Comprei o tesouro e devorei suas cinquenta páginas no tempo que passei dentro do ônibus. Se trata de uma carta, que o autor escreveu em 1985 para seus dois filhos, então adolescentes, alertando-os acerca das depravações humanas para com a natureza e a necessidade iminente de fazer algo contra isso e a favor da vida.
Bom, quase duas décadas depois os impasses persistem, mas que a esperança de uma reviravolta não morra!

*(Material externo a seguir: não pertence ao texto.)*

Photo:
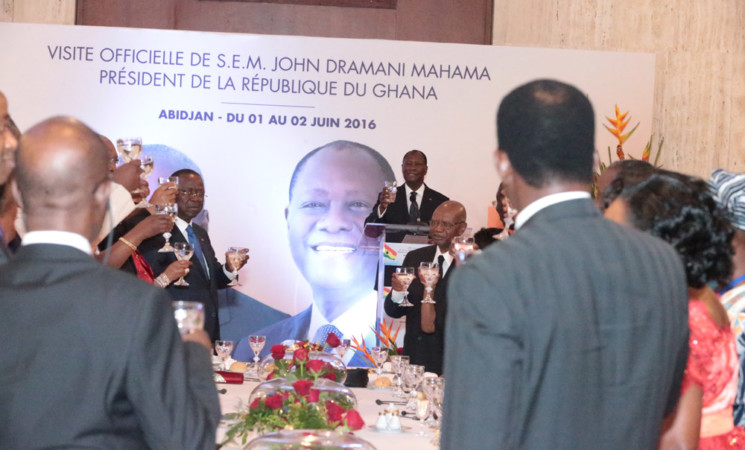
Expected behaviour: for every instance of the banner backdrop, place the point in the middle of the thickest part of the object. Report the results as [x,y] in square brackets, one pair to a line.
[246,108]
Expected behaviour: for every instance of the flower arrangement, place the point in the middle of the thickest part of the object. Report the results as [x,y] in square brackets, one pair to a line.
[387,338]
[619,125]
[301,367]
[302,408]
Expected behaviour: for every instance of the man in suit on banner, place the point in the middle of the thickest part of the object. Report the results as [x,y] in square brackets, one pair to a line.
[572,333]
[91,356]
[425,322]
[206,274]
[331,191]
[414,201]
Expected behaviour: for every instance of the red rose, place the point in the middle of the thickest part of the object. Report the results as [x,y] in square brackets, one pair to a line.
[315,365]
[274,402]
[353,419]
[300,355]
[333,340]
[334,412]
[278,352]
[331,376]
[302,387]
[313,396]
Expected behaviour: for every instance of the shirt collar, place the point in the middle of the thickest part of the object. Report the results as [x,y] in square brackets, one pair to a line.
[355,322]
[58,238]
[544,202]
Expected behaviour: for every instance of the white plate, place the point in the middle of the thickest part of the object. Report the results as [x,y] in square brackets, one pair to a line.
[403,429]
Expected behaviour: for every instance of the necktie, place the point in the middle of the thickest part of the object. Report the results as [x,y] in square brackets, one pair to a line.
[197,248]
[323,333]
[413,209]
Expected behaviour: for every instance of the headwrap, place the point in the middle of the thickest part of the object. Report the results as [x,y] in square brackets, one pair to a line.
[728,189]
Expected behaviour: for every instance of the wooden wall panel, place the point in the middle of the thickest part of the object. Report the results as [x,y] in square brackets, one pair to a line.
[38,11]
[699,104]
[465,21]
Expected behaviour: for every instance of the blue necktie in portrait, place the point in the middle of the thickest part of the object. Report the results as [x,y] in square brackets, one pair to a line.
[197,248]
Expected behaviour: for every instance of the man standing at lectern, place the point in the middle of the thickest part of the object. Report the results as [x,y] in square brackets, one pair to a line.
[414,201]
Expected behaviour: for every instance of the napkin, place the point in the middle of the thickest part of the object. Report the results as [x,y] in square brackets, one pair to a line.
[222,376]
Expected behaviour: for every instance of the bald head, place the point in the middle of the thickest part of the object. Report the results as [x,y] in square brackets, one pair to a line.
[448,221]
[60,172]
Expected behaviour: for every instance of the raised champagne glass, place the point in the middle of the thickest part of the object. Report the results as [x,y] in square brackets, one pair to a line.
[183,252]
[257,344]
[429,273]
[223,350]
[129,148]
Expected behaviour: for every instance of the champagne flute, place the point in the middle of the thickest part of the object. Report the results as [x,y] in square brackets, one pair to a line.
[430,274]
[236,255]
[172,211]
[406,275]
[343,346]
[148,164]
[463,248]
[379,354]
[390,189]
[398,362]
[129,148]
[223,350]
[257,344]
[183,252]
[189,316]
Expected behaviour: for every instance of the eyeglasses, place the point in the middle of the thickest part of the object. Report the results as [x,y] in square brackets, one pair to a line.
[446,225]
[192,193]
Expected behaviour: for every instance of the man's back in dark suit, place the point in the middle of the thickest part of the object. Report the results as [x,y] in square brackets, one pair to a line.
[573,332]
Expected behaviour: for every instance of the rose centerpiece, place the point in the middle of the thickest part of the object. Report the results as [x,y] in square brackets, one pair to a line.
[301,393]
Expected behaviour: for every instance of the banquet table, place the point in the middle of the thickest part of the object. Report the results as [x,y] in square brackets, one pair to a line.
[237,393]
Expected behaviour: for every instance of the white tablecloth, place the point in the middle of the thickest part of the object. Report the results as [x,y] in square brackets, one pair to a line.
[365,405]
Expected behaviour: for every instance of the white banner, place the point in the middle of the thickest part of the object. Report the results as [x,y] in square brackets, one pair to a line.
[246,108]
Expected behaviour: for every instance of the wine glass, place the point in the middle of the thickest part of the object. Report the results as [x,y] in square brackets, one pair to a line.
[430,274]
[406,275]
[257,344]
[379,354]
[223,350]
[390,189]
[342,348]
[413,374]
[129,148]
[398,363]
[171,210]
[236,255]
[463,248]
[148,164]
[183,252]
[189,316]
[422,412]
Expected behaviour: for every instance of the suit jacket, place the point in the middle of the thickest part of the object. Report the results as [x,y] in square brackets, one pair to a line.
[202,288]
[398,213]
[572,333]
[92,358]
[423,348]
[295,327]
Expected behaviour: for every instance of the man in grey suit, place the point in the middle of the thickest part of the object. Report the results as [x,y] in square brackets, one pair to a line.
[572,333]
[91,356]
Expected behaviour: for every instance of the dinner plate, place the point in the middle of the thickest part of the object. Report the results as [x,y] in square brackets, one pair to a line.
[403,429]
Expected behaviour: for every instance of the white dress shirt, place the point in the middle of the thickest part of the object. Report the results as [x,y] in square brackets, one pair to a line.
[544,202]
[57,238]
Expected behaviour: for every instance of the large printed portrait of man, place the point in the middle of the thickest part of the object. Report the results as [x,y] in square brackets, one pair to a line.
[332,190]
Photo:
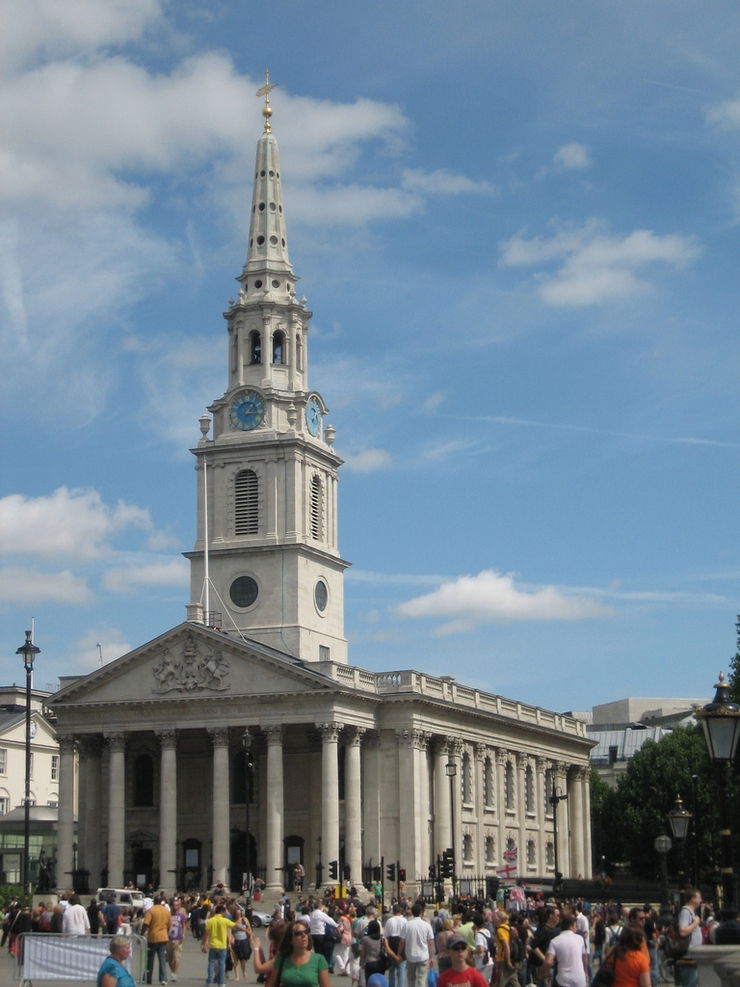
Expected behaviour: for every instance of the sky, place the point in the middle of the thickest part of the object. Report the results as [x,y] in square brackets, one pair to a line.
[517,224]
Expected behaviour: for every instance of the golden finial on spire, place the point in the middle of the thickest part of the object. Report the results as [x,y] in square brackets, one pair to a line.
[265,91]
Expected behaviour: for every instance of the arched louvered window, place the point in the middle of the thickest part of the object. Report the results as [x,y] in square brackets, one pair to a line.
[246,503]
[317,507]
[278,347]
[255,347]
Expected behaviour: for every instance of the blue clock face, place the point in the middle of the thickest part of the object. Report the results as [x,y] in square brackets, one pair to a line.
[247,411]
[313,416]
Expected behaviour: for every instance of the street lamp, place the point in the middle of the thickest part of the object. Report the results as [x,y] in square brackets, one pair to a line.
[679,819]
[451,771]
[553,800]
[247,745]
[662,846]
[29,651]
[721,722]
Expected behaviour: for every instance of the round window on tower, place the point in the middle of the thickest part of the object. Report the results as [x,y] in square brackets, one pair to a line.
[321,595]
[243,592]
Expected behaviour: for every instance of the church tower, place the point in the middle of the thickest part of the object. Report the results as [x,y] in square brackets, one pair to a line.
[267,478]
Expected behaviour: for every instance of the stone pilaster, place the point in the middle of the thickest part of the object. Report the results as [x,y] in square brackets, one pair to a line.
[220,797]
[275,814]
[353,803]
[167,810]
[329,794]
[116,807]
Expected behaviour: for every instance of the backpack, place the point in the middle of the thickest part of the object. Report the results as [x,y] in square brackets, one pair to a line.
[675,946]
[516,947]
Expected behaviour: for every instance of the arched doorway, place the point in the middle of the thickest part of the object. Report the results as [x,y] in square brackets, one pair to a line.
[238,859]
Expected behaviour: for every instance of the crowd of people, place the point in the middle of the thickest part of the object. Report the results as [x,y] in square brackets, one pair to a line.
[473,943]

Copio aqui um trechinho, que achei bonito e interessante:
"As árvores, meus meninos, desde o início do mundo tiveram o mais importante dos sentidos: o de representar a vida. Alguns povos da Antiguidade escolhiam algumas espécies, tornando-as sagradas. Como o carvalho para os celtas, a figueira para os indianos, a tília para os alemães. Associações entre deuses e árvores são frequentes na mitologia: Júpiter e o carvalho, Osíris e o cedro, para citar somente dois. A árvore, segundo Cirlot, especialista em simbologia, significa a vida inexaurível e
engloba os processos generativo e regenerativo, sendo portanto o espelho da imortalidade. A árvore é o eixo do mundo, ela faz ligação (raízes) entre o negror das trevas do caos profundo e a luz (galhos e folhas para cima), o céu."